In Saturday's OpEd in the New York Times, Tom Friedman wrote, "We need to get millions of American kids, not just the geniuses, excited about innovation and entrepreneurship again."

In 2001, Frances Hesselbein, founding President of The Peter F. Drucker Foundation for Nonprofit Management, now the Leader to Leader Institute wrote "When the Roll is Called in 2010," "To meet the challenges and opportunities of the years to come requires hard work..." In the article, Frances listed a detailed checklist, "not just for survival, but for a successful journey to 2010." One piece of advice was to "Develop the leadership mind-set that embraces innovation as a life force, not as a technological improvement. Adopting Peter Drucker's definition: Innovation is change that creates a new dimension of performance." 

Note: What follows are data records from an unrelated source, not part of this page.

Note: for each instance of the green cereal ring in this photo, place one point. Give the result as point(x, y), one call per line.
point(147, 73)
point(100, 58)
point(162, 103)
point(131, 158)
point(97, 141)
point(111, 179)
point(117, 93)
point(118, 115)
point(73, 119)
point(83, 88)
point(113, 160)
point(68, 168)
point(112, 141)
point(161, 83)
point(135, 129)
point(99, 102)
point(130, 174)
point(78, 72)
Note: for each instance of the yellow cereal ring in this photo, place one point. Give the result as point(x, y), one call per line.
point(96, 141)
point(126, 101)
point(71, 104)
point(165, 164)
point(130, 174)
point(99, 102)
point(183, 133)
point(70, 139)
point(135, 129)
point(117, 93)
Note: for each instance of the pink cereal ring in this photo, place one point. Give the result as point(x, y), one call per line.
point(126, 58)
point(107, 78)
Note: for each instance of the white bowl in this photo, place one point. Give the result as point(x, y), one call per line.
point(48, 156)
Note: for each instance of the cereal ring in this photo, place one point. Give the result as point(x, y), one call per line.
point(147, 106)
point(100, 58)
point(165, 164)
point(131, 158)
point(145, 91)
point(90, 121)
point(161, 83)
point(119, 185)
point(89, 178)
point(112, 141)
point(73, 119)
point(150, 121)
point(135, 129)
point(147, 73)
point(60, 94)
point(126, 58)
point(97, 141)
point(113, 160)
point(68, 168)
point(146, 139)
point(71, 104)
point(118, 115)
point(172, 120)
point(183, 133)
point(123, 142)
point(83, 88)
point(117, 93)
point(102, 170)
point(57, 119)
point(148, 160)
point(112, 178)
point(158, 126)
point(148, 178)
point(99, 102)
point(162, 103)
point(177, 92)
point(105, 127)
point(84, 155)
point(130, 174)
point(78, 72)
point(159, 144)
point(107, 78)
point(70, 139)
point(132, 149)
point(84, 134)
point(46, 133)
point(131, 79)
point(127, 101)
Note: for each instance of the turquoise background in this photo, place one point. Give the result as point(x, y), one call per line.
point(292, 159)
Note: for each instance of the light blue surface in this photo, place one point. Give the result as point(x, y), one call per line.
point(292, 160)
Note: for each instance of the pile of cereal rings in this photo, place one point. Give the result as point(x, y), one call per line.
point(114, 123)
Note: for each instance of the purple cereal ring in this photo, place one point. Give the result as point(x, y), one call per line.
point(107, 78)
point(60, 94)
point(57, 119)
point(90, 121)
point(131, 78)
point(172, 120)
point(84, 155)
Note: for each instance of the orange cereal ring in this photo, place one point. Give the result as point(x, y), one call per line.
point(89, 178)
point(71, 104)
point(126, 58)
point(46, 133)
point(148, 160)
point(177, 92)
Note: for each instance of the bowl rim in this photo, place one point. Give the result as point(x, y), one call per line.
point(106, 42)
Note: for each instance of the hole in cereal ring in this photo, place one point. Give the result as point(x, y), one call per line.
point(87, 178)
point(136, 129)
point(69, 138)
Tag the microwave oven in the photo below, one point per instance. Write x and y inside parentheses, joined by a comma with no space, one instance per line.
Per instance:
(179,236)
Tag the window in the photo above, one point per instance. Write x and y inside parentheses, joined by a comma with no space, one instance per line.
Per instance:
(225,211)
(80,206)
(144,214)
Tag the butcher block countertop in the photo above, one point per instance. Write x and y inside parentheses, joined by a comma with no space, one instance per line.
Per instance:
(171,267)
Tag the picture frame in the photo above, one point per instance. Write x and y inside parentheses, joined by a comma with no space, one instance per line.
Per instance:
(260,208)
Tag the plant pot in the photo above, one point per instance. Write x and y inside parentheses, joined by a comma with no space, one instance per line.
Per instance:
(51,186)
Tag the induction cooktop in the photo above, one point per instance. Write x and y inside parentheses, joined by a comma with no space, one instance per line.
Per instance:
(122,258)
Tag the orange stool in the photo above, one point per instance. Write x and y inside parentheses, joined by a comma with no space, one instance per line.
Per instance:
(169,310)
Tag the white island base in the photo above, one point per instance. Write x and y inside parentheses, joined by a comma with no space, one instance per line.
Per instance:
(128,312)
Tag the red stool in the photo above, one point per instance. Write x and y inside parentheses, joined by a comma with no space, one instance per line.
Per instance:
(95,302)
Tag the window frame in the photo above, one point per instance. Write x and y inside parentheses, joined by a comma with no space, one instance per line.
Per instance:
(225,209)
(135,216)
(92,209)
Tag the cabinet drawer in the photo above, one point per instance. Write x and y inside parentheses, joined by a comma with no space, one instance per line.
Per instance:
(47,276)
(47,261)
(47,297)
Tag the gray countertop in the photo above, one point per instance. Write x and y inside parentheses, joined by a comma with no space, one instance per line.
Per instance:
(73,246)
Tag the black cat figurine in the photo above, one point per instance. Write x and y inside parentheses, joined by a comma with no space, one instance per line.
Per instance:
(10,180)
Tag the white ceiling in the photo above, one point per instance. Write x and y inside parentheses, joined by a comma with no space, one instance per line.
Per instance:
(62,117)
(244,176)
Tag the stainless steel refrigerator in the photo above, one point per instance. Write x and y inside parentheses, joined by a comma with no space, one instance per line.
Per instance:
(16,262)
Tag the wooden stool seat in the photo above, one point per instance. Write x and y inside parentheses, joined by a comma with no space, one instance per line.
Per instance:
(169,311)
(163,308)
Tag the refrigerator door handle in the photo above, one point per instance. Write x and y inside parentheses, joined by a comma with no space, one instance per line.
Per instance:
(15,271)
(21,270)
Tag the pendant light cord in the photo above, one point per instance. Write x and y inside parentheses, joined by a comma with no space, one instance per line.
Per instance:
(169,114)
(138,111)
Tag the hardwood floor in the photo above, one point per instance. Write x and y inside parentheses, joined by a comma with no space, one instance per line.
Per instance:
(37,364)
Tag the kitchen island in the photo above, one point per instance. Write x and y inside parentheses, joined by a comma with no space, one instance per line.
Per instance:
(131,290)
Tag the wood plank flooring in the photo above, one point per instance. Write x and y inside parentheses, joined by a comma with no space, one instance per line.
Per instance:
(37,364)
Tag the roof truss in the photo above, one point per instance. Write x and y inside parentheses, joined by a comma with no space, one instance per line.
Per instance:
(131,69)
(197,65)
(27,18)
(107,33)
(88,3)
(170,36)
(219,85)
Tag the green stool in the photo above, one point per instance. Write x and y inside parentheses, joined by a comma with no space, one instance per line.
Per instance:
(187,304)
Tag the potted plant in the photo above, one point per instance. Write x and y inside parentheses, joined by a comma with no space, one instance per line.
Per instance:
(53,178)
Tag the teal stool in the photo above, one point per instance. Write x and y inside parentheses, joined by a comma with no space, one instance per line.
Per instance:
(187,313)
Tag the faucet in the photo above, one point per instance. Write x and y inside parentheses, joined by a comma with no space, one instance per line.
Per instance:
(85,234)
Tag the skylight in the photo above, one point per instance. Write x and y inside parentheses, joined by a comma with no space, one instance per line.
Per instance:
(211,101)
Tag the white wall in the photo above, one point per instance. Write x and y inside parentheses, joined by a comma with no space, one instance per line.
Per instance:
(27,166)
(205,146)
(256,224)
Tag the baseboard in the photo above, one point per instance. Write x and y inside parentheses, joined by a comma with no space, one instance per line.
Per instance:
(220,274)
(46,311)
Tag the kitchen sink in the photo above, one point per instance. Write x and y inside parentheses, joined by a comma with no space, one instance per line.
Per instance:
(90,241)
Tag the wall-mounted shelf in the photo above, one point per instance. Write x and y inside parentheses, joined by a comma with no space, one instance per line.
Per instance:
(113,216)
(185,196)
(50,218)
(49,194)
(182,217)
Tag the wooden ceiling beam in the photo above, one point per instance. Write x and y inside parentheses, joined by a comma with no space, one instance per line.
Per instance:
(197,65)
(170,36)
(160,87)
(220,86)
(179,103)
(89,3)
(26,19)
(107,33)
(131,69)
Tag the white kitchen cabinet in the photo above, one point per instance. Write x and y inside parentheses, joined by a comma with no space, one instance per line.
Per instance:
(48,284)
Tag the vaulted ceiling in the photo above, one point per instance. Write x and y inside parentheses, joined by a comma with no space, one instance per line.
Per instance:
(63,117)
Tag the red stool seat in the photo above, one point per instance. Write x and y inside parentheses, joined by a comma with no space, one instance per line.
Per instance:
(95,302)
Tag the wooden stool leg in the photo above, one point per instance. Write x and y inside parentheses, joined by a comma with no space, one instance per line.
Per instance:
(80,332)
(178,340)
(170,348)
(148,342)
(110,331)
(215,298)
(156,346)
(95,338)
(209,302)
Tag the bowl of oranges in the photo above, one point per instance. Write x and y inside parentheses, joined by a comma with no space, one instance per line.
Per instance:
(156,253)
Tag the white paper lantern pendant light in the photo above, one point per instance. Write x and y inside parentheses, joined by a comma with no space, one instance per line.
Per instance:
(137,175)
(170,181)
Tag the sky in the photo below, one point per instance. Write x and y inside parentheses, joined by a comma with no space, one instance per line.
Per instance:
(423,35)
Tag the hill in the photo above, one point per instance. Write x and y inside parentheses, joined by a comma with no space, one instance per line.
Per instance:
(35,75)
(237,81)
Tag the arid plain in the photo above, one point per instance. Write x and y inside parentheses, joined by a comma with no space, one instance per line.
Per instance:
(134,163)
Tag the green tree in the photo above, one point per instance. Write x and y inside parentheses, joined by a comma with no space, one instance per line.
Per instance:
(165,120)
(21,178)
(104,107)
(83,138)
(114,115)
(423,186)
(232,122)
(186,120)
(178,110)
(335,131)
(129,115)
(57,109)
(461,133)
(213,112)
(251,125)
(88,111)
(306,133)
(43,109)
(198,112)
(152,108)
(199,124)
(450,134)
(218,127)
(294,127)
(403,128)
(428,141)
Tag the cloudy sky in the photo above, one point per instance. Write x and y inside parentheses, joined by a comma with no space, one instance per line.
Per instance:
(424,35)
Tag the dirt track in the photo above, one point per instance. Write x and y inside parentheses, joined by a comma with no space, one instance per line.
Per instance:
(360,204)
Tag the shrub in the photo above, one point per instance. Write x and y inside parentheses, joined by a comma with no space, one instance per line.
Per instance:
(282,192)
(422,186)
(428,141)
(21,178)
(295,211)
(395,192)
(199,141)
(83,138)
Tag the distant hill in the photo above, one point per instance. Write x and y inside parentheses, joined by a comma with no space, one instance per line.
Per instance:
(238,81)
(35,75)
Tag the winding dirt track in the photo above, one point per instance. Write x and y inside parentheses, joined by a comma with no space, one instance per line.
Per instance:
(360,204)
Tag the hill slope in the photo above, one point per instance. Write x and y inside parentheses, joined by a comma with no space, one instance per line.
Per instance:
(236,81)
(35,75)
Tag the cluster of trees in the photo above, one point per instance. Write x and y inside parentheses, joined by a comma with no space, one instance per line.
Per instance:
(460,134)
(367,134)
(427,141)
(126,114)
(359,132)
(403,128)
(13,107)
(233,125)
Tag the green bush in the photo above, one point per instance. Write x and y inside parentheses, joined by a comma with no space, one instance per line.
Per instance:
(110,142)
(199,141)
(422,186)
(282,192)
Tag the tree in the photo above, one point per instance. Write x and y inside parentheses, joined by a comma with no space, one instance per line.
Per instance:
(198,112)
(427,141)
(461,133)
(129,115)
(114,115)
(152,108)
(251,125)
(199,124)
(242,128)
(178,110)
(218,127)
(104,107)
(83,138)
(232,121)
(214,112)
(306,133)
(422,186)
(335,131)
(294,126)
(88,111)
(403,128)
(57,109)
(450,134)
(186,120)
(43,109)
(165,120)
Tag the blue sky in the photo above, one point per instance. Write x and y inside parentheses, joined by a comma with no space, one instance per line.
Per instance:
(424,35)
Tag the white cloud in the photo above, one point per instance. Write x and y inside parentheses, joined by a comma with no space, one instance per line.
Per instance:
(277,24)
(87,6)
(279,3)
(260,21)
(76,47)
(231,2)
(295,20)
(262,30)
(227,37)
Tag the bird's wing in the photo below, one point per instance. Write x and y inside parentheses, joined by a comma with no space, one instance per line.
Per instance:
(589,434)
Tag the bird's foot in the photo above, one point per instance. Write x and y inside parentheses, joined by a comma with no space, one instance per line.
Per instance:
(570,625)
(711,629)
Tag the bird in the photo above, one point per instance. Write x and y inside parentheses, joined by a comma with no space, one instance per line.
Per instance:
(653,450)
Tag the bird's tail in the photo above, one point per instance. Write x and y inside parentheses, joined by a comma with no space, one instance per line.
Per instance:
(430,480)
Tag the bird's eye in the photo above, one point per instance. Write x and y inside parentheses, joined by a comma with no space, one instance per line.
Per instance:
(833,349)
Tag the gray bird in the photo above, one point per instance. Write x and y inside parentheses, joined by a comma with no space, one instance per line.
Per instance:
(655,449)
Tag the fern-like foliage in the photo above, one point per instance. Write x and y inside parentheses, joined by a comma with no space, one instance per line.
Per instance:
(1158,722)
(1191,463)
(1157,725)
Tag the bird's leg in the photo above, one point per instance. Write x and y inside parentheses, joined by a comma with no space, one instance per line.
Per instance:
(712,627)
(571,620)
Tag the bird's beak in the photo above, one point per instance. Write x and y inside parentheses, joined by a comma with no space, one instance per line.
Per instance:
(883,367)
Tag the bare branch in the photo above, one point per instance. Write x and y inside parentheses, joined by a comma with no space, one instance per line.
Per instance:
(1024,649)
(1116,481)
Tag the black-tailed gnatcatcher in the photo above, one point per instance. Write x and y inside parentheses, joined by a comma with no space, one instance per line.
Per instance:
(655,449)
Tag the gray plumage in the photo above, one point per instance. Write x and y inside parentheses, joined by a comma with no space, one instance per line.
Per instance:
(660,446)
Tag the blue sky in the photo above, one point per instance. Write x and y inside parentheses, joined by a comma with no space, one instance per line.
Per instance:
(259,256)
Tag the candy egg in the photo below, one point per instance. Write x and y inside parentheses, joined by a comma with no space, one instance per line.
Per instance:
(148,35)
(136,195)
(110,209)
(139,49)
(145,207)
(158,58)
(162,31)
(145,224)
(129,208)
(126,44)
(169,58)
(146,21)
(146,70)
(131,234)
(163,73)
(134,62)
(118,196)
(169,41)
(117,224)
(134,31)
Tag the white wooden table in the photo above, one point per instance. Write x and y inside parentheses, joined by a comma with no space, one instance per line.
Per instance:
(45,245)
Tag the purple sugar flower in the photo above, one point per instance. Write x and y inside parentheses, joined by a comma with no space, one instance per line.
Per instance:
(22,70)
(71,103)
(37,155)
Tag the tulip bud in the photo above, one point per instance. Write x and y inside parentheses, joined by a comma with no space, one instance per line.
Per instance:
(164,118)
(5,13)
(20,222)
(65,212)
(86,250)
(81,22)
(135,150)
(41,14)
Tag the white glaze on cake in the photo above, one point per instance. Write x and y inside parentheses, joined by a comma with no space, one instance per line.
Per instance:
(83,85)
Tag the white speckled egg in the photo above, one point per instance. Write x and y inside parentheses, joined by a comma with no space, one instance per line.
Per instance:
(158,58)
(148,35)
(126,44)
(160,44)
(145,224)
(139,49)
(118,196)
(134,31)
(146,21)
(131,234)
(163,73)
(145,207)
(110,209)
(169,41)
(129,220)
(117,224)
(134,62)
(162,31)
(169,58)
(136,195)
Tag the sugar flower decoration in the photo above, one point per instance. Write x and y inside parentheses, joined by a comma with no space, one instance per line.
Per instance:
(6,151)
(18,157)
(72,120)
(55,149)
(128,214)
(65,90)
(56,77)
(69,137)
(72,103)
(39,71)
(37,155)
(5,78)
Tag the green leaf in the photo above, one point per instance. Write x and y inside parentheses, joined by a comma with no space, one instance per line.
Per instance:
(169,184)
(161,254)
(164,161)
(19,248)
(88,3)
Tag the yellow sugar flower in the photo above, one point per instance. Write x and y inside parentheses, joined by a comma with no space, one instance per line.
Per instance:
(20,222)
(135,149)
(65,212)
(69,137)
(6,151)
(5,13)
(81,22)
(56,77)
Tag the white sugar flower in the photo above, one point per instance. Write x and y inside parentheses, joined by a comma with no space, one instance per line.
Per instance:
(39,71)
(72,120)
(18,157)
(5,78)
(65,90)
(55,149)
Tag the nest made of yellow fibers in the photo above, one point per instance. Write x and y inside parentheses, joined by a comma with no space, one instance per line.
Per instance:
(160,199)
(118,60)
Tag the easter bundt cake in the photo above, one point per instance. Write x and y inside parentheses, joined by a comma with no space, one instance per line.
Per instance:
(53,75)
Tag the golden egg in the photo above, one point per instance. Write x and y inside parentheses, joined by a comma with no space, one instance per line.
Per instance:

Tom Friedman's OpEd prompted Donna Fenn, on the Inc. blog to write "The Entrepreneurial Generation" and Ms. Fenn actually describes meeting Frances Hesselbein:

"Last month, I had the incredible privilege of having tea with Frances Hesselbein, former CEO of the Girl Scouts, founder of the Leader to Leader Institute, and now the Chair for the Study of Leadership at West Point (she’s the first woman appointee and the first non-graduate of West Point to hold the position). Ms. Hesselbein, who Peter Drucker described as one of the greatest leaders he had ever met, knows leadership when she sees it. And she told me with great enthusiasm that she views the current generation of cadets at West Point as the most promising group of future leaders she has ever met. Why? “They understand the importance of service,” she said. And she wasn’t talking just about service to one’s country, but to communities in general. “The first thing they want to tell you about is the volunteer work they’re doing,” she said. I found the same to be to be true among the young entrepreneurs I interviewed for my book: 70% said their companies had a social mission. But make no mistake: they’re laser-focused on the bottom line as well and they understand why growing a profitable, sustainable company that creates jobs is a social good in and of itself. It’s pretty clear to me: this is a generation worth investing in."

In Frances Hesselbein's words: "To serve is to live."